A bug was found with ee.data.computeFeatures - it currently won't return more than 1001 features. The PR should probably not be merged until the bug is fixed.
Sure. I will wait for the fix.
@jdbcode It seems ee.data.computePixels
ignores the bandIds
parameter. It always output a a 2D array without bands.
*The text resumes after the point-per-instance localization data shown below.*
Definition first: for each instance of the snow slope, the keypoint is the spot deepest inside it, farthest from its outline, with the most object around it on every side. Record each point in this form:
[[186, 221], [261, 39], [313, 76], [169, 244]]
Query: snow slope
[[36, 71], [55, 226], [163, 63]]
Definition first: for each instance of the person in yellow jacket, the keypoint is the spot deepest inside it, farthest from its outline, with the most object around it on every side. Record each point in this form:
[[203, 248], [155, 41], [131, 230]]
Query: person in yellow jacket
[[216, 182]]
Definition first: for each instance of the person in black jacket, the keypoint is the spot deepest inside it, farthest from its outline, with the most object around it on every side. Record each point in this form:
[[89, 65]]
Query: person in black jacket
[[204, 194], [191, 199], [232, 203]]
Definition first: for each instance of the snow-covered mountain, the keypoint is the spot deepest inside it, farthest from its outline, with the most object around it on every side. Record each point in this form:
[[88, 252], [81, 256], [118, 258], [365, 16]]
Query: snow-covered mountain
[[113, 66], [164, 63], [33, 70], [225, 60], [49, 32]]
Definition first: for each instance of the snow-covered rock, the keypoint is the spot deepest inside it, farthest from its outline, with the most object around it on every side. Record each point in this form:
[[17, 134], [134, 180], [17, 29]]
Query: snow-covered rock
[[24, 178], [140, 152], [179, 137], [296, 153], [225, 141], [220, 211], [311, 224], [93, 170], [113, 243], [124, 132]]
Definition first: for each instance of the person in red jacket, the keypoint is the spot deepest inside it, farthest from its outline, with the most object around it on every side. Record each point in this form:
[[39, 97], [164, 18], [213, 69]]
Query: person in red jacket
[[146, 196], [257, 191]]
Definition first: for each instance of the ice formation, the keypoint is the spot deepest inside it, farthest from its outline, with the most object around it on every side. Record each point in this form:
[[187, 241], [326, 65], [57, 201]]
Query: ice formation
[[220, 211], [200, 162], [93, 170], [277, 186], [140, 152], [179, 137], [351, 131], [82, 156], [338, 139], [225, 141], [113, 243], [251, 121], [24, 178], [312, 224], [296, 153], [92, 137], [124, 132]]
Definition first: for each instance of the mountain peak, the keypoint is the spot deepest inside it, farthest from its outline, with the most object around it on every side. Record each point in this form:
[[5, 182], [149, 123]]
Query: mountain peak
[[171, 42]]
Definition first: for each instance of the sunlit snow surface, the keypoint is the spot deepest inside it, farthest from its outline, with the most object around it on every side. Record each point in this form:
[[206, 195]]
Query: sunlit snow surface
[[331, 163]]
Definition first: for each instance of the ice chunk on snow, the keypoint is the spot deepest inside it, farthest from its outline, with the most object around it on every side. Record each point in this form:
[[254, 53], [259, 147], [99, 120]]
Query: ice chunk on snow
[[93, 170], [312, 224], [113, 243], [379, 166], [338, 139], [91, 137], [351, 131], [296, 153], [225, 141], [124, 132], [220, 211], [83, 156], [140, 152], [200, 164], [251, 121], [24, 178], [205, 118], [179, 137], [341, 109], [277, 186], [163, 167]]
https://developers.google.com/earth-engine/apidocs/ee-data-computepixels
# Region of interest.
coords = [
-121.58626826832939,
38.059141484827485,
]
region = ee.Geometry.Point(coords)
# Sentinel-2 median composite.
image = (ee.ImageCollection('COPERNICUS/S2')
.filterBounds(region)
.filterDate('2020-04-01', '2020-09-01')
.median())
# Make a projection to discover the scale in degrees.
proj = ee.Projection('EPSG:4326').atScale(10).getInfo()
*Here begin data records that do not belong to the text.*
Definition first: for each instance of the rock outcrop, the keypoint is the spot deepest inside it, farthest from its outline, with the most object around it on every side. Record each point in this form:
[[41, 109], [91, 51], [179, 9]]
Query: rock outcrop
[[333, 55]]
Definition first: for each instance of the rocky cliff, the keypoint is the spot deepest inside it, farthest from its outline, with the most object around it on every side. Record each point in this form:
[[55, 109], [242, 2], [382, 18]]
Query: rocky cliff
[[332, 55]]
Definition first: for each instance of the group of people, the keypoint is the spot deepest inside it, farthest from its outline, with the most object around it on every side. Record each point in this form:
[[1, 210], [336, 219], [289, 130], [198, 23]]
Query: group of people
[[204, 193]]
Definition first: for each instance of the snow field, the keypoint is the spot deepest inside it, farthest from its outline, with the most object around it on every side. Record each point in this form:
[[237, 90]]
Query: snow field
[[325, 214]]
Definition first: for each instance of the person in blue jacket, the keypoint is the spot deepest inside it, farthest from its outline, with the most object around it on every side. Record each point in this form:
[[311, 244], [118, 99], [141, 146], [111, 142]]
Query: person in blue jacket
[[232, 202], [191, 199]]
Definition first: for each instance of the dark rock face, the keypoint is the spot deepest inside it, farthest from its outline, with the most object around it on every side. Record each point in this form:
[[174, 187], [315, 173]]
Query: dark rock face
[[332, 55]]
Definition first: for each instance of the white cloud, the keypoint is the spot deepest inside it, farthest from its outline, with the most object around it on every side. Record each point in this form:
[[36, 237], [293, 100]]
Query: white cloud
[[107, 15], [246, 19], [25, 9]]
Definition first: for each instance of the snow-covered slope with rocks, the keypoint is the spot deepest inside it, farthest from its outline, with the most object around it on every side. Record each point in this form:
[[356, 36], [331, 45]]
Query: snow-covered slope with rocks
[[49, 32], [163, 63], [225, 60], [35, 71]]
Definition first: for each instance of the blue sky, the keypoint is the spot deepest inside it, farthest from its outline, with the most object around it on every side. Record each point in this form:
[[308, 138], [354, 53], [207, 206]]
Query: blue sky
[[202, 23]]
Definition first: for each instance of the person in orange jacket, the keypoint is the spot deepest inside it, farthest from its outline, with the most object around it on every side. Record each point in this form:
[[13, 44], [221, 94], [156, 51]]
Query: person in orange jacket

# Get scales out of the transform.
scale_x = proj['transform'][0]
scale_y = -proj['transform'][4]
# Make a request object.
request = {
'expression': image,
'fileFormat': 'NUMPY_NDARRAY',
'bandIds': ['B4', 'B3', 'B2'],
'grid': {
'dimensions': {
'width': 640,
'height': 640
},
'affineTransform': {
'scaleX': scale_x,
'shearX': 0,
'translateX': coords[0],
'shearY': 0,
'scaleY': scale_y,
'translateY': coords[1]
},
'crsCode': proj['crs'],
},
'visualizationOptions': {'ranges': [{'min': 0, 'max': 3000}]},
}
image_arr = ee.data.computePixels(request)
print(image_arr.shape)
# (640, 640) instead of (640, 640, 3)
It returns a NumPy Structured array, which is a little different than the maybe-expected-3D array.
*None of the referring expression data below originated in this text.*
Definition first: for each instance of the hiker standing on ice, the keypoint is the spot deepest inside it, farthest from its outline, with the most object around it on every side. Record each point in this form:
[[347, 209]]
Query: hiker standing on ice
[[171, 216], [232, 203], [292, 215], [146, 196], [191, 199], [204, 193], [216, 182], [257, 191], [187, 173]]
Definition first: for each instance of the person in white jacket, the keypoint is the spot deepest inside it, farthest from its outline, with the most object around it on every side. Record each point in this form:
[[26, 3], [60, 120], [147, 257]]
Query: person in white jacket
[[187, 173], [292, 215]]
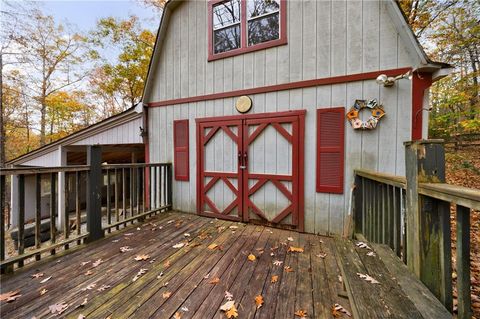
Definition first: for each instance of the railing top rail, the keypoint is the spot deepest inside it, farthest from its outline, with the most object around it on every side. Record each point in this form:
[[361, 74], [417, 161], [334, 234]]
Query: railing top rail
[[43, 170], [397, 181], [136, 165], [464, 196]]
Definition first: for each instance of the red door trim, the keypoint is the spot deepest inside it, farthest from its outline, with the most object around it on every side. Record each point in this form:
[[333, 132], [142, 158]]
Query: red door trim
[[282, 87]]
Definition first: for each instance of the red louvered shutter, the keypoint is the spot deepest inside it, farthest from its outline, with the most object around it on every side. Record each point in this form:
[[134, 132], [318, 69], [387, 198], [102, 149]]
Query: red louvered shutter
[[330, 150], [181, 154]]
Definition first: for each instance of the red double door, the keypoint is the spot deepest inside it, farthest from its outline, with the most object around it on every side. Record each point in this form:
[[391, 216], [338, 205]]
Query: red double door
[[250, 168]]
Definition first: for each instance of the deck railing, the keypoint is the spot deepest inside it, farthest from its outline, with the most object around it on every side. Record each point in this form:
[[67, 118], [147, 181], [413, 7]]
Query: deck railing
[[97, 199], [412, 215]]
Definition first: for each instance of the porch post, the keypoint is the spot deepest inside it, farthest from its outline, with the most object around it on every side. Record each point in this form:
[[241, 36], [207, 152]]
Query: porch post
[[94, 193], [427, 219]]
The structured array has the 3rd dimension included as tuples at the intersection of each row and column. They are accessible by name e.g. image_arr ['vis-red']
. 'vis-red' is the band name because the request used the visualizationOptions
parameters to scale to 8-bit RGB image.
in: image_arr
out: array([[(50, 69, 87), (50, 69, 87), (51, 68, 88), ..., (71, 78, 86),
(65, 75, 86), (68, 81, 84)],
[(50, 70, 87), (50, 69, 88), (49, 69, 89), ..., (73, 77, 88),
(65, 76, 85), (64, 81, 83)],
[(49, 69, 88), (50, 70, 88), (50, 70, 89), ..., (64, 75, 87),
(63, 79, 84), (62, 80, 82)],
...,
[(73, 80, 89), (66, 72, 84), (61, 69, 82), ..., (56, 67, 80),
(55, 65, 79), (55, 65, 79)],
[(76, 81, 90), (62, 72, 84), (57, 70, 81), ..., (54, 66, 80),
(54, 66, 80), (54, 64, 80)],
[(77, 82, 92), (62, 73, 83), (56, 70, 81), ..., (54, 66, 79),
(54, 66, 79), (54, 64, 79)]],
dtype=[('vis-red', 'u1'), ('vis-green', 'u1'), ('vis-blue', 'u1')])
in: image_arr.dtype
out: dtype([('vis-red', 'u1'), ('vis-green', 'u1'), ('vis-blue', 'u1')])
in: image_arr['vis-red']
out: array([[50, 50, 51, ..., 71, 65, 68],
[50, 50, 49, ..., 73, 65, 64],
[49, 50, 50, ..., 64, 63, 62],
...,
[73, 66, 61, ..., 56, 55, 55],
[76, 62, 57, ..., 54, 54, 54],
[77, 62, 56, ..., 54, 54, 54]], dtype=uint8)
Also, the example for ee.data.computePixels
is a bit strange - they use the same params/args as the ee.data.getPixels
example which is funky with how to specify the region to export. The advantage of ee.computePixels
is that you can specify the area to download using an ee.Geomtry
object with ee.Image.clipToBoundsAndScale
:
knoxville = ee.Geometry.BBox(-84.07, 35.87, -83.79, 36.06) # some ROI
image1 = (ee.ImageCollection('COPERNICUS/S2')
.filterBounds(knoxville)
.filterDate('2020-07-01', '2020-09-01')
.median()
.setDefaultProjection('EPSG:4326', None, 20) # Or some other CRS/scale
.clipToBoundsAndScale(geometry=knoxville, scale=20)) # Clip to ROI and scale
image_arr1 = ee.data.computePixels({
'expression': image1,
'fileFormat': 'NUMPY_NDARRAY',
'bandIds': ['B4', 'B3', 'B2'],
'visualizationOptions': {'ranges': [{'min': 0, 'max': 3000}]} # Don't need to RGB
})
display(image_arr1)
import matplotlib.pyplot as plt
plt.imshow(np.dstack(([image_arr1[band] for band in image_arr1.dtype.names])))
Here is a notebook that describes the differences: https://developers.google.com/earth-engine/tutorials/community/data-converters
Thank you for clarifying. It makes sense.